🤖 AI Summary
This work addresses the scarcity of verifiable, document-grounded reasoning traces in existing datasets, which hinders the development of trustworthy large language agents. To bridge this gap, we introduce AgentSim, an open-source platform that simulates retrieval-augmented generation (RAG) agents over arbitrary document collections to produce evidence-based, step-by-step reasoning trajectories. Our framework incorporates Corpus-Aware Seeding to enhance diversity and an Active Validation mechanism that combines multi-model consistency checks with human-in-the-loop annotation to ensure high-quality outputs. We present the first fully traceable Agent-Trace Corpus (ATC), comprising 103,000 reasoning steps, achieving 100% document traceability for all answers across three information retrieval benchmarks. Furthermore, our analysis reveals systematic differences in retrieval behaviors among state-of-the-art models.
📝 Abstract
Training trustworthy agentic LLMs requires data that shows the grounded reasoning process, not just the final answer. Existing datasets fall short: question-answering data is outcome-only, chain-of-thought data is not tied to specific documents, and web-agent datasets track interface actions rather than the core retrieval and synthesis steps of a RAG workflow. We introduce AgentSim, an open-source platform for simulating RAG agents.
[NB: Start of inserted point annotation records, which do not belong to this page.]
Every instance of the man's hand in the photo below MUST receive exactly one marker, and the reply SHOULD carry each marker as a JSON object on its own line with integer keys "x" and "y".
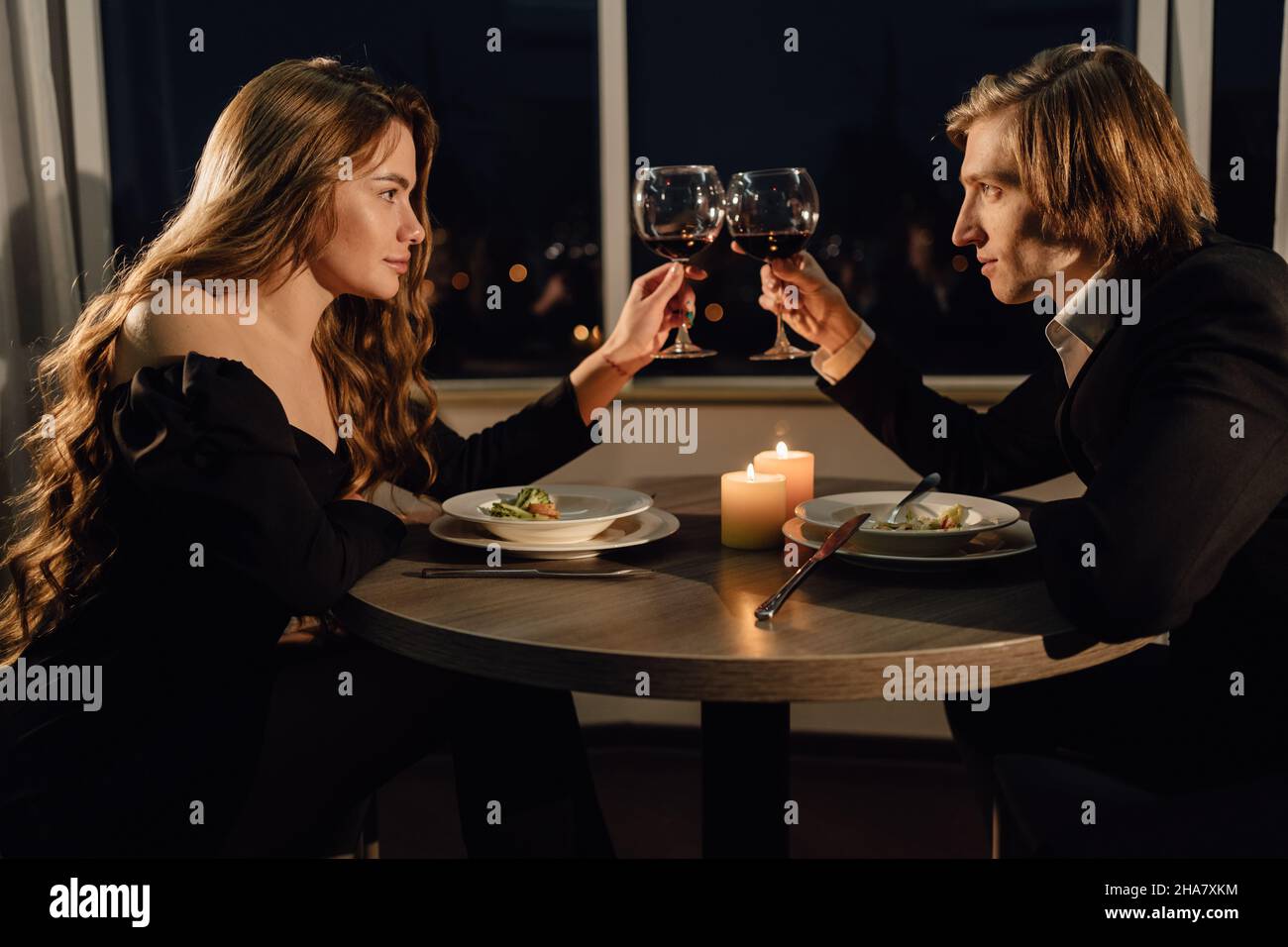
{"x": 820, "y": 312}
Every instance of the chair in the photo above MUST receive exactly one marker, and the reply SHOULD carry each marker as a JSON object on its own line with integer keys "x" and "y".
{"x": 1039, "y": 812}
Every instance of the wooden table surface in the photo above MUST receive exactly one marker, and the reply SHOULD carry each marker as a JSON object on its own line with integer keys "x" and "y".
{"x": 690, "y": 624}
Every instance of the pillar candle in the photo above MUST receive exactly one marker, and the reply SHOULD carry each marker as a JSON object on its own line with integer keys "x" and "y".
{"x": 799, "y": 470}
{"x": 751, "y": 509}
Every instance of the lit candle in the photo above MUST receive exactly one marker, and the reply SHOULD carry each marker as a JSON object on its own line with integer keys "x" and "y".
{"x": 799, "y": 470}
{"x": 751, "y": 509}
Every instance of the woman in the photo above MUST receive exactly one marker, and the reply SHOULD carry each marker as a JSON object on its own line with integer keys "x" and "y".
{"x": 192, "y": 492}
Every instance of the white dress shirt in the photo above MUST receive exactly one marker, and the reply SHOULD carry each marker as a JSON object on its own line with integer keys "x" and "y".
{"x": 1072, "y": 334}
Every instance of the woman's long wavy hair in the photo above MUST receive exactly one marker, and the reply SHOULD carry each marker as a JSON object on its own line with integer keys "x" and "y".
{"x": 263, "y": 195}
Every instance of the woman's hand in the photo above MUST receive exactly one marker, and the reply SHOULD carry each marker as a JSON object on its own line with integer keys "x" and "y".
{"x": 660, "y": 300}
{"x": 309, "y": 629}
{"x": 820, "y": 312}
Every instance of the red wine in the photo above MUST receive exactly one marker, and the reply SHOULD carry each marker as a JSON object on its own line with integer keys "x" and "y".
{"x": 679, "y": 248}
{"x": 773, "y": 247}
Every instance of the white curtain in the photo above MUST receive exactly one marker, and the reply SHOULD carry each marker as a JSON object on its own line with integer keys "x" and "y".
{"x": 39, "y": 287}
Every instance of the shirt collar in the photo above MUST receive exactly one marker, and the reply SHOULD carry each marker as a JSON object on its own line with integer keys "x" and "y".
{"x": 1087, "y": 326}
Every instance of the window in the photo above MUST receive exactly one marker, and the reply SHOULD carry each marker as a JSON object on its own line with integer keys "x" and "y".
{"x": 861, "y": 106}
{"x": 514, "y": 187}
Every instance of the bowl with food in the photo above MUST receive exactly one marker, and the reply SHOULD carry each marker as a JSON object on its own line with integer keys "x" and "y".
{"x": 548, "y": 513}
{"x": 935, "y": 523}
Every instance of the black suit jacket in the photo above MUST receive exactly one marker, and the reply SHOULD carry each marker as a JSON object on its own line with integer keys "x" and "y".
{"x": 1189, "y": 523}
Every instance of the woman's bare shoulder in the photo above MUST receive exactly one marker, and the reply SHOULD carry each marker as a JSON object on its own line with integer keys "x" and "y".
{"x": 155, "y": 339}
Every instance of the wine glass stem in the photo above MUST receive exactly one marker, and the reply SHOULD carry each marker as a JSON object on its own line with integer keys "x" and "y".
{"x": 781, "y": 342}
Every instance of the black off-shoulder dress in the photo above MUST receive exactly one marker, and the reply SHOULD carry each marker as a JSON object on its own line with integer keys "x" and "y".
{"x": 206, "y": 737}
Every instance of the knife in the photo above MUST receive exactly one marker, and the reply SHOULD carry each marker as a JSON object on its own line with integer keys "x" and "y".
{"x": 526, "y": 573}
{"x": 831, "y": 544}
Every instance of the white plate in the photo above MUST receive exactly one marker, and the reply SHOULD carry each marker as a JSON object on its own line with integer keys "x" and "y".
{"x": 1012, "y": 540}
{"x": 649, "y": 526}
{"x": 584, "y": 512}
{"x": 982, "y": 515}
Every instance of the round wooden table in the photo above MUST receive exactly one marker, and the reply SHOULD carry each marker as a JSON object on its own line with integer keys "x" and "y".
{"x": 687, "y": 631}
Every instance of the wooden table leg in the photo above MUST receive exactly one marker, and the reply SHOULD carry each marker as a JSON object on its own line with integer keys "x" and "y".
{"x": 746, "y": 780}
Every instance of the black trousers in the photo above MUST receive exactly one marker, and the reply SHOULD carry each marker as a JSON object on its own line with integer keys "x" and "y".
{"x": 523, "y": 783}
{"x": 1136, "y": 718}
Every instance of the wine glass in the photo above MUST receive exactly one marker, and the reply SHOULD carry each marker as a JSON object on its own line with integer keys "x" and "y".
{"x": 773, "y": 214}
{"x": 678, "y": 211}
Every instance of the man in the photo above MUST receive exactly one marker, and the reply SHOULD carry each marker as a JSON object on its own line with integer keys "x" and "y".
{"x": 1172, "y": 408}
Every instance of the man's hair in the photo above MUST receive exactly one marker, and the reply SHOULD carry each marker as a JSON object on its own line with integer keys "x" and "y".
{"x": 1100, "y": 153}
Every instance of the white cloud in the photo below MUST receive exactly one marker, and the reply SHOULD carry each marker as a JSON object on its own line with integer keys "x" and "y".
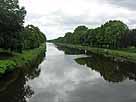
{"x": 55, "y": 17}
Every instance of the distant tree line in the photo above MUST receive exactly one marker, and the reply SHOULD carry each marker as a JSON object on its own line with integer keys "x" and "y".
{"x": 113, "y": 34}
{"x": 13, "y": 35}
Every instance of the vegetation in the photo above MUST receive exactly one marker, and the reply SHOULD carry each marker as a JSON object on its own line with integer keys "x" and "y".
{"x": 18, "y": 44}
{"x": 113, "y": 34}
{"x": 27, "y": 57}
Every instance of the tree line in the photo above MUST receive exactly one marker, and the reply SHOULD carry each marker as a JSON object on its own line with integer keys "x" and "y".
{"x": 112, "y": 34}
{"x": 13, "y": 35}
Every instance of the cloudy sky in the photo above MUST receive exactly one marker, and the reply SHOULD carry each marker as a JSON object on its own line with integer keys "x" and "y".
{"x": 56, "y": 17}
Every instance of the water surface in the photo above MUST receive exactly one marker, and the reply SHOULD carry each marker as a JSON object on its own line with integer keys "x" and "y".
{"x": 67, "y": 75}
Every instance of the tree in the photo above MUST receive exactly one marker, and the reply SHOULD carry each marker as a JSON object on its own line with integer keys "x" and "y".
{"x": 11, "y": 23}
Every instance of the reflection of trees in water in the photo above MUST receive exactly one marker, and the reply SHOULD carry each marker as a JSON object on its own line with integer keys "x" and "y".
{"x": 18, "y": 90}
{"x": 71, "y": 51}
{"x": 111, "y": 70}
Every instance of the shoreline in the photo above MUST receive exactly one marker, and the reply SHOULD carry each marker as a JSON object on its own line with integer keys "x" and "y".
{"x": 116, "y": 53}
{"x": 27, "y": 58}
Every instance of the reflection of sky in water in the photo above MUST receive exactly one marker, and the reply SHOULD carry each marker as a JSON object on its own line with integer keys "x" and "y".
{"x": 63, "y": 80}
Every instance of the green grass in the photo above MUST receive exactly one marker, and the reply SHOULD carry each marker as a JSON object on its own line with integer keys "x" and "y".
{"x": 18, "y": 60}
{"x": 128, "y": 53}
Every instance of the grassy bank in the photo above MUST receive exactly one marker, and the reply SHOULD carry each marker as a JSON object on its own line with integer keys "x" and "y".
{"x": 127, "y": 54}
{"x": 18, "y": 60}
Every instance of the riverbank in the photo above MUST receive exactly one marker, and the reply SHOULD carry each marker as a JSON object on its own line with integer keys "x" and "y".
{"x": 125, "y": 54}
{"x": 26, "y": 58}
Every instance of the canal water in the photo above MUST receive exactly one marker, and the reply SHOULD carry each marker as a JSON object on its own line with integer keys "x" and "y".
{"x": 68, "y": 75}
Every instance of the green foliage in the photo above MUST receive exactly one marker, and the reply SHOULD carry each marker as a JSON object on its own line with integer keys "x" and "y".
{"x": 113, "y": 34}
{"x": 20, "y": 59}
{"x": 11, "y": 23}
{"x": 32, "y": 37}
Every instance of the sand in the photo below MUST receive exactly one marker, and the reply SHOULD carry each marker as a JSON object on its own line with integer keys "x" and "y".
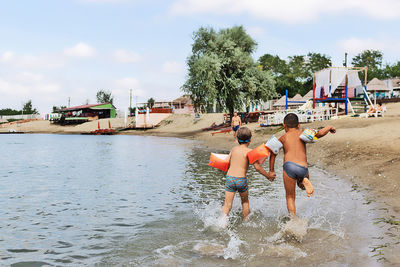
{"x": 366, "y": 151}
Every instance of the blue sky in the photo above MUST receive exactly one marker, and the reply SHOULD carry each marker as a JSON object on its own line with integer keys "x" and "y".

It generates verifiable, stepwise traces of agent reasoning over any document collection. AgentSim uses a policy to ensure the agent widely explores the document set. It combines a multi-model validation pipeline with an active human-in-the-loop process. This approach focuses human effort on difficult steps where models disagree. Using AgentSim, we construct and release the Agent-Trace Corpus (ATC), a large collection of grounded reasoning trajectories spanning three established IR benchmarks. We make three contributions: (1) the AgentSim platform with two mechanisms, Corpus-Aware Seeding and Active Validation, that improve trace diversity and quality; (2) the Agent-Trace Corpus (ATC), over 103,000 verifiable reasoning steps spanning three IR benchmarks, with 100% grounding rate on substantive answers; and (3) a comparative behavioral analysis revealing systematic differences in how state-of-the-art models approach information seeking. Platform, toolkit, and corpus are publicly available.